2. Lever du genou plié

  • Cet exercice d’aide au mal de dos travaille vos muscles fléchisseurs abdominaux et de la hanche, ce qui améliorera votre capacité à sortir du lit, à vous lever d’une chaise et à maintenir votre posture debout.

3. Curl Ups

  • Symptômes de douleurs abdominales au dos les exercices aident à la posture et à l’équilibre en renforçant vos muscles centraux. Des choses simples comme sortir du lit ou se lever d’une chaise peuvent devenir plus faciles lorsque vos muscles abdominaux
  • sont forts.

4. Chat et Chameau

  • Pour étirer et étendre les muscles du bas du dos et du milieu du dos. Exercices pour les maux de dos et le relâchement de la région pelvienne et l’apprentissage de l’inclinaison pelvienne.

5. Extension du dos

  • Pour étirer et étendre les muscles du bas du dos et du milieu du dos. Il peut également aider avec les douleurs au milieu du dos associées à une tension posturale.
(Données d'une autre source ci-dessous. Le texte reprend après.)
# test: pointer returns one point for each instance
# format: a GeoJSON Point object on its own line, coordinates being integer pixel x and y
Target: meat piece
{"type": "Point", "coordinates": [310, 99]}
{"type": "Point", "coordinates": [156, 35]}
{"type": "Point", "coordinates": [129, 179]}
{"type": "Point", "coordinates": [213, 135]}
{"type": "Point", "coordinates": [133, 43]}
Cela facilitera le maintien d’une bonne posture assise et
  • debout.

6. Extensions de jambe

  • Pour étirer et étendre les muscles douloureux du bas du dos et de la hanche. Il peut également aider à renforcer les muscles du bassin et des jambes en réduisant les symptômes.

7. Pontage

  • Ces exercices de douleur au bas du dos aident à renforcer les extenseurs de la hanche, les muscles des fesses et les ischio-jambiers. Il aide également à renforcer le bas du dos et le sacro-iliaque. Cela peut améliorer votre capacité à rester debout et à maintenir votre équilibre.

8. Inclinaison pelvienne

  • Pour étirer les muscles du bas du dos et de la hanche. C’est un excellent traitement contre les maux de dos pour les dos fatigués ou endoloris après une longue journée de marche!

9. Asseyez-vous

  • Cet exercice de renforcement du dos raffermira vos muscles abdominaux.
  • Cela aidera votre capacité à sortir du lit ou à vous lever d’une chaise.

10. Le bras Se lève Sur le dos

  • Cet exercice musculaire du dos améliore l’amplitude des mouvements dans le haut du dos et les épaules.
  • En stabilisant correctement le bas du dos, cet exercice aidera à renforcer vos muscles posturaux, y compris les muscles abdominaux.

11. Le bras se lève Sur les genoux

  • Ce mal de dos et ce mouvement d’exercice amélioreront la stabilité du haut du dos et des épaules.
  • Il est également utile pour atteindre une étagère haute, ouvrir la porte du réfrigérateur ou même peigner vos cheveux.

12. Flexion de la hanche

  • Cet exercice dans le bas du dos améliorera votre amplitude de mouvement et votre flexibilité dans le bas du dos.
  • Il vous aidera pour des activités telles que faire la lessive, balayer avec un bac à poussière ou atteindre un placard bas.

Laisser un commentaire

Votre adresse e-mail ne sera pas publiée.